Civil Engineering: Hydrogeology, Height of a Perched Aquifer Water Table

[civilstudent2]

Homework Statement

Heavy infiltration (due to excess irrigation) of 3 cm/d causes a perched water table to form above a low permeable, flow-restricting layer. The top of the restricting layer is at a depth of 2 m, it is 0.4 m thick, and it has a K_v of 0.01 m/day. The material above the restricting layer is a silt loam with a K_v of 0.12 m/day. Coarse sand and gravel occurs below the restricting layer. After flowing through the restricting layer, the water moves as unsaturated flow through the sand and gravel to an unconfined aquifer. What is the height of the perched water table above the top of the restricting layer?

Homework Equations

q= constant for all layers
q = K * I = K * (dh/dL)

The Attempt at a Solution

Because of the vertical layering and conservation of mass, the q (unit flow) through each layer should be the same. I tried the following:

q = 0.03 m/day = (0.12)(dh1/dL1) = (0.01)(dh2/0.4)

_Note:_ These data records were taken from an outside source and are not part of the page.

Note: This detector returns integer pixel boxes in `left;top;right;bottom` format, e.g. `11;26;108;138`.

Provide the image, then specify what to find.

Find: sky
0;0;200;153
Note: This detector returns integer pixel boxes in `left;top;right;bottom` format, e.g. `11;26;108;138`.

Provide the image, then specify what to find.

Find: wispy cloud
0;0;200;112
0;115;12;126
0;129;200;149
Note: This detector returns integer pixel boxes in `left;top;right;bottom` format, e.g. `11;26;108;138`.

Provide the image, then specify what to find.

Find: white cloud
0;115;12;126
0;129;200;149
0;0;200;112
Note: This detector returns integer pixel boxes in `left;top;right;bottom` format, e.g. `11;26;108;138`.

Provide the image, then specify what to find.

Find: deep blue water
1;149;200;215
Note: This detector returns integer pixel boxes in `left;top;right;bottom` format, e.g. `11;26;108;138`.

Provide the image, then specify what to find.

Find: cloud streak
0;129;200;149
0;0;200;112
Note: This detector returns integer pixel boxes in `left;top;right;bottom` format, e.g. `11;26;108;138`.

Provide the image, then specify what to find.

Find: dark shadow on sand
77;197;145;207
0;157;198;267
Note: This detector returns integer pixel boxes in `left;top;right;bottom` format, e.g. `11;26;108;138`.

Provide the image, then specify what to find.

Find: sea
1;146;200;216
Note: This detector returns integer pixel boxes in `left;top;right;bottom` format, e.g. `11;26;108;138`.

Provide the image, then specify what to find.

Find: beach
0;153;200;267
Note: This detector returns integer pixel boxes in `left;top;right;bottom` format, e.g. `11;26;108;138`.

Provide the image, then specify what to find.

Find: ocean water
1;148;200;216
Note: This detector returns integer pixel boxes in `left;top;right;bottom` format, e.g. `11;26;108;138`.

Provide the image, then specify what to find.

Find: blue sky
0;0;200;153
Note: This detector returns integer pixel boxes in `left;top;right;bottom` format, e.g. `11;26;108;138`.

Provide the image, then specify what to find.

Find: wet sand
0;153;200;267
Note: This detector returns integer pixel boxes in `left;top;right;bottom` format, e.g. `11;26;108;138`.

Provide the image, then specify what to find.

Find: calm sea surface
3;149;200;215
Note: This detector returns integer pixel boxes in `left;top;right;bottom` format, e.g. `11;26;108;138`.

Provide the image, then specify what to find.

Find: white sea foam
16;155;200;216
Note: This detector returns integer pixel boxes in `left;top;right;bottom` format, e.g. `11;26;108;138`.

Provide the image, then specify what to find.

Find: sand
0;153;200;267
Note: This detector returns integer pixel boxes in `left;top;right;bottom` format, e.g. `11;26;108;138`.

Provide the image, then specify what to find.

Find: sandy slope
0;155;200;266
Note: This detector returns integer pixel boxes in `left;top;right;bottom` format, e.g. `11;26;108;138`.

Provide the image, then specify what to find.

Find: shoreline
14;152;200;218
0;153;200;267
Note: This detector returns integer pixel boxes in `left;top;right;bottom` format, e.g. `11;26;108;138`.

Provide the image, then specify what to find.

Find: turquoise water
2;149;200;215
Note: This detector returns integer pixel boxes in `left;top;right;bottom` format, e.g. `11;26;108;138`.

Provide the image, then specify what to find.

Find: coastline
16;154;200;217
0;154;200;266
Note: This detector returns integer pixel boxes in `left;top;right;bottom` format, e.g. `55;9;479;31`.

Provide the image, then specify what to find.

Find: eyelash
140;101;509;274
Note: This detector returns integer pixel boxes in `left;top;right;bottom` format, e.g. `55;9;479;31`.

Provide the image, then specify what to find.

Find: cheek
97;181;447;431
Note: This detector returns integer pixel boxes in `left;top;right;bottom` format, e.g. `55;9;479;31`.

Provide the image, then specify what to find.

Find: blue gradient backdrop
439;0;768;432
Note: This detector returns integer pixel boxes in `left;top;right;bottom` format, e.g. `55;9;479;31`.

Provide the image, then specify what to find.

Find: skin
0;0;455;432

my goal, I believe is to solve for dL1 (labeled as L in the attached picture). But it appears I have too many unknowns or I am missing some fundamental concept.

 

[KataKoniK]

Dear fellow scientist,

Thank you for sharing your attempt at solving this problem. I agree with your approach of using the equation q=K*I to solve for the height of the perched water table.

However, I believe you have made a small mistake in your calculation. The equation should be:

q = 0.03 m/day = (0.12 m/day)(dh1/dL1) = (0.01 m/day)(dh2/0.4 m)

This is because the permeability values (K) are given in units of m/day, so they should be multiplied by the units of flow (m/day) to get the actual flow rate (q).

Using this corrected equation, you should be able to solve for the height of the perched water table (dh1). Let me know if you have any further questions or if this solution does not work for you.